The mean cost of operator labor (25.08 USD h⁻¹) was the most representative among the other costs that constituted the cost per scheduled hour of the grapple skidder, followed by the mean cost of fuel (23.34 USD h⁻¹). This can be attributed to the proportion of social security contributions and benefits applied to the remuneration of the operators. These cost components were also identified as the most important by [101,102] in their analysis of timber harvesting carried out by self-propelled forest machines with similar technical characteristics.

From this perspective, social benefits, such as transportation for operators, meals, and health and dental plans, contribute to the total cost of labor. However, it is important to consider these expenses in the broader context of labor costs. On the other hand, the cost of fuel necessitates the implementation of measures to minimize it, with the aim of reducing the cost per scheduled hour. In other words, as stated by [103], fuel consumption is a function of engine power, which is a challenge in the selection of forestry machines. In addition, operator training and education, with a focus on strategies to reduce fuel consumption, can help reduce the expenditures allocated to this cost component.

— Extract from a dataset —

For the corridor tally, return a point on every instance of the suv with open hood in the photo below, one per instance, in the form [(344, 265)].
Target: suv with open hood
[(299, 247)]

The correlations between the cost components and the cost per scheduled hour were positive, indicating that an increase in the value of the components resulted in an analogous increase in the cost per scheduled hour. Accordingly, the cost of operator labor and fuel had the highest Spearman correlation coefficients, ${\mathrm{p}}_{\mathrm{s}}$ = 0.66 and ${\mathrm{p}}_{\mathrm{s}}$ = 0.61, respectively. These values indicate a strong correlation, which supports the findings of [104]. In their study, these costs were identified as the most significant among those evaluated in activities involving the grapple skidder.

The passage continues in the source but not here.